The original founders of the city, as is usual in similar cases, seemed never to suspect that they were moulding the beginnings of a grand metropolis. Hence they laid out what little they did project with the least possible regard to present symmetry, or the probable demands of future growth. The natural inequalities of surface, the grade and width of streets which must become necessary to a large city, reservations for public buildings, promenades, gardens, parks, etc., with the sanitary necessity of thorough drainage, were matters of which they seem to have been serenely unconscious, or, worse still, sublimely indifferent. And many of their immediate successors in authority were legitimate descendants, or humbly imitative followers.

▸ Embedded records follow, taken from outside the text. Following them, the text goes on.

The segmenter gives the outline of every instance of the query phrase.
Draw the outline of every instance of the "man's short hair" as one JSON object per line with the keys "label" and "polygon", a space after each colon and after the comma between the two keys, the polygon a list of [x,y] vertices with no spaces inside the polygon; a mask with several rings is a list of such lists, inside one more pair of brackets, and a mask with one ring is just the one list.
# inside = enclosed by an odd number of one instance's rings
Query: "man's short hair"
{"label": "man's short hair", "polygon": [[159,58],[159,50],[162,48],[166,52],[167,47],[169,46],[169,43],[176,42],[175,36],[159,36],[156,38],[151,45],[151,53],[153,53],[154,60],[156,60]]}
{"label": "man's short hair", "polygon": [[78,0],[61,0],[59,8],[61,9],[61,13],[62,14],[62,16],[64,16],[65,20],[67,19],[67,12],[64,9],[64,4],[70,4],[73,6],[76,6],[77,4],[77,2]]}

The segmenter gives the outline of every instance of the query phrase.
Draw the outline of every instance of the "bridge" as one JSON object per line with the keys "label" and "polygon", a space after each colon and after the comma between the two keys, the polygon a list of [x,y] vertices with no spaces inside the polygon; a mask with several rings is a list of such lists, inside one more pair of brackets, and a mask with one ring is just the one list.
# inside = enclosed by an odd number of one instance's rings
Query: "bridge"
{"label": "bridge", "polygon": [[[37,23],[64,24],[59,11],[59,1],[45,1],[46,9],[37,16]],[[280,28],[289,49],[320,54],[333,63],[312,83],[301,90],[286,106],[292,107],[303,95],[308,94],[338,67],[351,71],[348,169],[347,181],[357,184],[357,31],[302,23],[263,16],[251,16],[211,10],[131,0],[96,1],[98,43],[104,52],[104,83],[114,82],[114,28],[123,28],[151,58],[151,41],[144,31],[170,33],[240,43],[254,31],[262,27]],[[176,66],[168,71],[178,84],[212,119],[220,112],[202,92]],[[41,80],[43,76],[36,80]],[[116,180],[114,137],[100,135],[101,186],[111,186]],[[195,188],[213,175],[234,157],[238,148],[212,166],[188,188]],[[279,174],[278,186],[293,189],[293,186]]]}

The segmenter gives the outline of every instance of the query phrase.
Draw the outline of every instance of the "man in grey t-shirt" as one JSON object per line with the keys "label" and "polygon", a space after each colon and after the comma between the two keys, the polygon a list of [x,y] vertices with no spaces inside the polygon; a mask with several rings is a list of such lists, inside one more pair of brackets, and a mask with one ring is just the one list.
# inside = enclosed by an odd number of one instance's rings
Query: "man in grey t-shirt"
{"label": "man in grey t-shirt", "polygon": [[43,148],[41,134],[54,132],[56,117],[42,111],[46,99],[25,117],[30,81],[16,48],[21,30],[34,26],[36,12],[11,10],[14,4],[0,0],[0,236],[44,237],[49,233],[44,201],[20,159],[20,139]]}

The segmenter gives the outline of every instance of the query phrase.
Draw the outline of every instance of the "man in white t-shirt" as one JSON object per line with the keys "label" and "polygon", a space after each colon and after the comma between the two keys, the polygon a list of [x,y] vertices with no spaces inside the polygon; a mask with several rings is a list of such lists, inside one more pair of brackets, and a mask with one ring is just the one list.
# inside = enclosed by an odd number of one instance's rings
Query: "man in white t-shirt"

We have not an important street in the city which conforms its course to the cardinal points of the compass, and but one main avenue, Market street, which begins to be wide enough. As Cronise truthfully says: "The whole town stands askew."

We now proceed to "orient" the tourist, as Horace Mann used to say, in regard to such streets, avenues, thoroughfares, cuts, parks, etc., as mainly constitute the highly artificial, though not particularly ornamental, topography of our little occidental village.

General Plan.

Market street is the widest and the longest, starting at the water front, half a mile east of the old City Hall, and slightly ascending through eight or nine blocks, it runs thence southwesterly on a nearly level grade beyond the city limits. Its western end is yet unfinished. A mile and a half from the water it cuts through a moderately high and immoderately rocky hill, beyond which it stretches away toward the unfenced freedom of the higher hills, and the dead level of the western beach beyond, at which it will probably condescend ultimately to stop. Its surface presents every variety of natural conformation ingeniously varied with artificial distortion. Plank, rubble, McAdam, cobble, Nicolson, gravel, Stow foundation, gravel, adobe, sand, and finally undisguised dirt, offer their pleasing variety to the exploring eye. From two to four horse-railroad tracks diversify its surface with their restful regularity, while the steam cars from San José follow their locomotive a short distance up its western end.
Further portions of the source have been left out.